Giter VIP home page Giter VIP logo

gsoc24's Introduction

[PostgreSQL] pgagroal: Replace the I/O Layer

0. Contributor Information

Name: Henrique A. de Carvalho
Email: [email protected]
GitHub: decarv
Languages: Portuguese, English
Country: Brazil (GMT -03:00)
Who Am I: I earned a Bachelor's degree in Computer Science from the University of São Paulo (2020 - 2023) and currently work as a Backend Software Engineer at a medium-scale Investment Fund. Throughout my bachelor's program, I worked on many different things, from algorithms and data structures, to systems engineering, to machine learning theory and applications, computer vision, computer graphics and application development and benchmarking. However, the things that are closest to my heart are systems engineering, performance-oriented development and computer graphics, which are things I rarely have the opportunity to do.
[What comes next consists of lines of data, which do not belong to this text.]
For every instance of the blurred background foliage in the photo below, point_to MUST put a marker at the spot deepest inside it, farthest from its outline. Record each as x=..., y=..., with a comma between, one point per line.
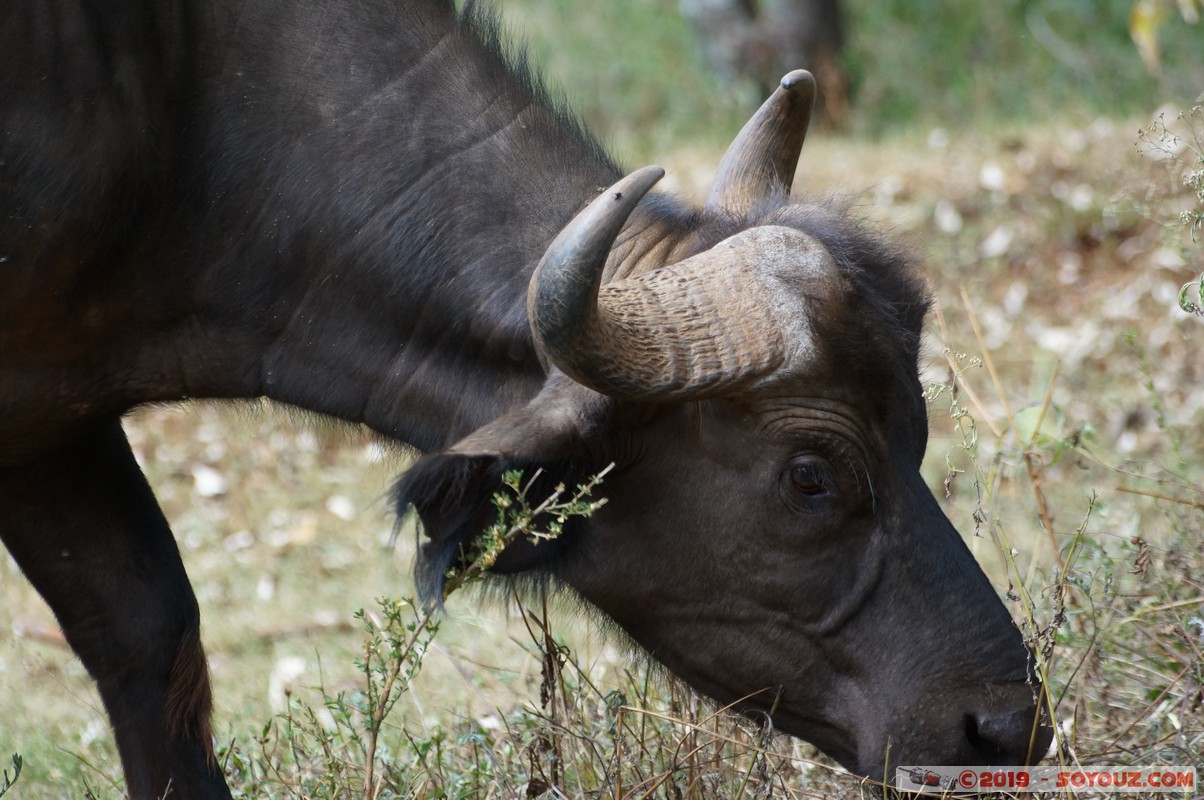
x=956, y=63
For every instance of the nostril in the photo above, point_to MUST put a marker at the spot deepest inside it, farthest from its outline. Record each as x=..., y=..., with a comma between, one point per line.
x=1007, y=739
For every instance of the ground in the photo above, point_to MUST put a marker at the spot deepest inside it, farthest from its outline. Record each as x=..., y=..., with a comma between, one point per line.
x=1056, y=257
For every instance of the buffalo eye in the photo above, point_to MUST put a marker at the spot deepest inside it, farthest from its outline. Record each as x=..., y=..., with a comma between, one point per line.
x=808, y=482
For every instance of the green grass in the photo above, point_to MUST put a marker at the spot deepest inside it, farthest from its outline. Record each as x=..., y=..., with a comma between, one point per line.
x=1064, y=241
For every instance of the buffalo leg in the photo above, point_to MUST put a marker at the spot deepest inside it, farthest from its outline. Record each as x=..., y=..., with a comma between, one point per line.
x=88, y=533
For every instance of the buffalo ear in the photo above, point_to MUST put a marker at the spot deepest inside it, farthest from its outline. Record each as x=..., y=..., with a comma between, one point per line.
x=452, y=490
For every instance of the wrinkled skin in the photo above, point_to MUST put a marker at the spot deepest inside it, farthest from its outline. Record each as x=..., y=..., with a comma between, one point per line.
x=778, y=550
x=347, y=209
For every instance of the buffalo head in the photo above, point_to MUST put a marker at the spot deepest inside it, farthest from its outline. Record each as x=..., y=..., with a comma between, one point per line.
x=768, y=536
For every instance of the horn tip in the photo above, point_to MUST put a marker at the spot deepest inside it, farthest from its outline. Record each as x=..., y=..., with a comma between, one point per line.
x=797, y=78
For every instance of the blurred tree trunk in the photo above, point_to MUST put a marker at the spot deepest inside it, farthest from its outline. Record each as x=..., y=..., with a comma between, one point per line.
x=762, y=40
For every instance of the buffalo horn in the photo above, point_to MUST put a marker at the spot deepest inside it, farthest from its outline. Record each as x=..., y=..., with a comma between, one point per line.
x=763, y=156
x=688, y=330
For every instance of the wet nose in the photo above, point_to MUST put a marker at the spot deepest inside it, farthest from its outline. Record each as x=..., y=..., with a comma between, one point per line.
x=1009, y=737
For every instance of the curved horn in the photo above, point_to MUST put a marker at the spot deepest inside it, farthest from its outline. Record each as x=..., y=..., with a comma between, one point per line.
x=695, y=329
x=564, y=290
x=763, y=156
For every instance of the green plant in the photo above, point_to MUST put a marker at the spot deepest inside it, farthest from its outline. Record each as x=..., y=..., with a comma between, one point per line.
x=7, y=782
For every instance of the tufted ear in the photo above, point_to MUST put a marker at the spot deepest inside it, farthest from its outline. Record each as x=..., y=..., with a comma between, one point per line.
x=450, y=490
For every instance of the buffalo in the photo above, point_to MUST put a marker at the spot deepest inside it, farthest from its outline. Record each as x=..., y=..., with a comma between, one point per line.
x=369, y=210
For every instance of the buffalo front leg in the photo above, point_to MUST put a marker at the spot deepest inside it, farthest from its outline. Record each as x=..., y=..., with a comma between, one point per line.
x=87, y=531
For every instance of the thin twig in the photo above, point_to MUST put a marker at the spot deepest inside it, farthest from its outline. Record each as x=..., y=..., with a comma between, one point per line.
x=1157, y=495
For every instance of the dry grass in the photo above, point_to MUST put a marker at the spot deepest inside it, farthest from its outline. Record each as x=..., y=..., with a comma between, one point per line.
x=1067, y=436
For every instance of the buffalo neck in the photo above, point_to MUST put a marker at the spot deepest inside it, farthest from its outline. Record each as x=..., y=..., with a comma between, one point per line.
x=372, y=218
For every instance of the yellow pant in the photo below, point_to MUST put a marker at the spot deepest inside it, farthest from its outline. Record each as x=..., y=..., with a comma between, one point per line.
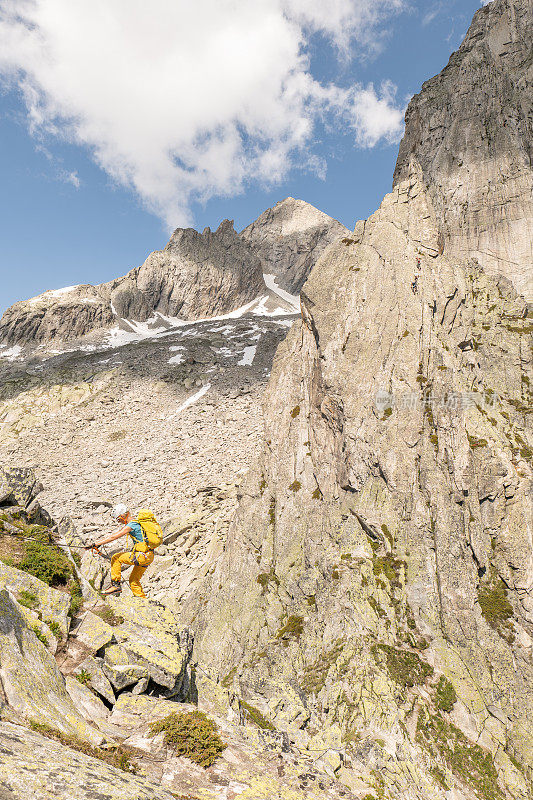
x=126, y=559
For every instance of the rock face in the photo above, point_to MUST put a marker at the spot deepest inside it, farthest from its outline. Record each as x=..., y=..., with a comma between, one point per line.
x=30, y=679
x=63, y=314
x=196, y=275
x=290, y=238
x=471, y=131
x=381, y=556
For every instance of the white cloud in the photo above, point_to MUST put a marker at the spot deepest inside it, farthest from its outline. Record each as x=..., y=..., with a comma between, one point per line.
x=183, y=101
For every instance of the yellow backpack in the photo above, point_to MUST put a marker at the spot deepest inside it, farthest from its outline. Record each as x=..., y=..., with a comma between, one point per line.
x=152, y=533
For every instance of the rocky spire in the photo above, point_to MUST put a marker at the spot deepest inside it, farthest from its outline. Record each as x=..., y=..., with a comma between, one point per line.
x=470, y=130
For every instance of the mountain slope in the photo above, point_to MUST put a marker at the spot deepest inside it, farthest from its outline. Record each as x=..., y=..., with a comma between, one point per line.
x=289, y=239
x=383, y=545
x=471, y=131
x=196, y=275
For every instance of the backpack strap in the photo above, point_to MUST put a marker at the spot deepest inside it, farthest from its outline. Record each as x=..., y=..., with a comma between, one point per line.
x=145, y=538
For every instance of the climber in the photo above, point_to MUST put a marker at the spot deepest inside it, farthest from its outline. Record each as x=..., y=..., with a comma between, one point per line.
x=146, y=535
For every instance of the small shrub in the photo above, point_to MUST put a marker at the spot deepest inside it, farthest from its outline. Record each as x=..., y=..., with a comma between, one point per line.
x=192, y=735
x=445, y=696
x=496, y=608
x=42, y=638
x=45, y=562
x=116, y=756
x=54, y=627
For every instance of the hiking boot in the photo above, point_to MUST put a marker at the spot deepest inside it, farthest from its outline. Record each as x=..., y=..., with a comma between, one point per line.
x=115, y=588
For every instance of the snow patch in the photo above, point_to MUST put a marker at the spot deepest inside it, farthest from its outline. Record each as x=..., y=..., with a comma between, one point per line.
x=192, y=399
x=248, y=356
x=51, y=293
x=12, y=353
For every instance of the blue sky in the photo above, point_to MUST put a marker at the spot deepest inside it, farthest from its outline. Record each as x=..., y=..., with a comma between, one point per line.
x=74, y=209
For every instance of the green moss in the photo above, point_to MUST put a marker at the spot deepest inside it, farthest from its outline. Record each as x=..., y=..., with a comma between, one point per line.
x=445, y=695
x=28, y=599
x=84, y=677
x=108, y=615
x=54, y=627
x=405, y=668
x=465, y=759
x=192, y=735
x=387, y=534
x=272, y=511
x=264, y=578
x=495, y=607
x=393, y=569
x=116, y=756
x=315, y=674
x=292, y=629
x=440, y=777
x=227, y=682
x=256, y=717
x=474, y=442
x=42, y=638
x=76, y=596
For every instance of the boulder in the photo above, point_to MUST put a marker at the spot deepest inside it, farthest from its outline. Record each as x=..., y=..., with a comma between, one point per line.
x=30, y=678
x=136, y=712
x=98, y=681
x=156, y=649
x=93, y=632
x=87, y=703
x=52, y=604
x=19, y=485
x=63, y=773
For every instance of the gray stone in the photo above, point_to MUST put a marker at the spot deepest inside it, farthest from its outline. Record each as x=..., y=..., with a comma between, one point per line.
x=290, y=238
x=475, y=155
Therefore, I see contributing to open-source as a great way to stay close to what makes me happy in software engineering and, of course, to provide good software for free to other humans. Specifically, my interest in pgagroal stems from its system program nature and its promise of high-performance. My main goal with this project is to learn from the community and assist pgagroal in achieving unparalleled performance among connection poolers.
Contributions: #408, #411, #427, #431

1. Synopsis

The project consists of replacing the I/O Layer of pgagroal, today highly dependent on the libev library, for a pgagroal's own implementation. The so called I/O Layer is an event loop abstracted by libev.

The motivation behind this project is the fact that libev is no longer being maintained. Therefore pgagroal needs an efficient (i.e. maintainable, reliable, fast, lightweight, secure, and scalable) implementation of an event loop that can be maintained by the pgagroal community.

Currently, pgagroal depends on libev to (a) watch for incoming read/write requests from its connections in a non-blocking fashion; (b) launch timer events; and (c) watch signals.

In Linux, these functionalities may be optimally achieved by using io_uring (introduced in Linux kernel 5.1). io_uring is a communication channel between a system's application and the kernel by providing an interface to receive notifications when I/O is possible on file descriptors. io_uring is accessible to system applications through liburing, which is a library that contains helpers for the setup of io_uring. A successful Linux implementation of an efficient event loop for pgagroal necessarily utilizes io_uring -- as well as other Linux I/O interfaces (e.g. stdio) -- for efficient I/O.

In FreeBSD, these functionalities may be optimally achieved by using kqueue (introduced in FreeBSD 4.1). kqueue is an event notification interface that allows monitoring of multiple file descriptors. Like io_uring in Linux, kqueue enables non-blocking I/O operations, but it is specifically designed to fit into the FreeBSD kernel's event-driven architecture.

The objective of this proposal is to provide a plan to achieve such efficient implementations in both Linux and FreeBSD, which shall be, at the end of this program, at least as efficient as libev, but fully maintained and controlled by the pgagroal community.

2. Proposal

As mentioned before, my objectives with this proposal are to implement an efficient event loop for pgagroal. In order to accomplish this, I could benefit from dividing the implementation into two phases: (a) Experimentation (Phase 1); (b) Testing and Continuous Refactoring (Phase 2).

For Phase 1, I propose implementing an interface containing a simple abstraction for an event loop (with io_uring, for Linux, and with kqueue, for FreeBSD).

The existing code will definitely have to be changed to comply with the new interface. However, the interface will aim to limit the need for heavily redesigning functions and changing behavior of the existing code, modifying behavior only when absolutely necessary.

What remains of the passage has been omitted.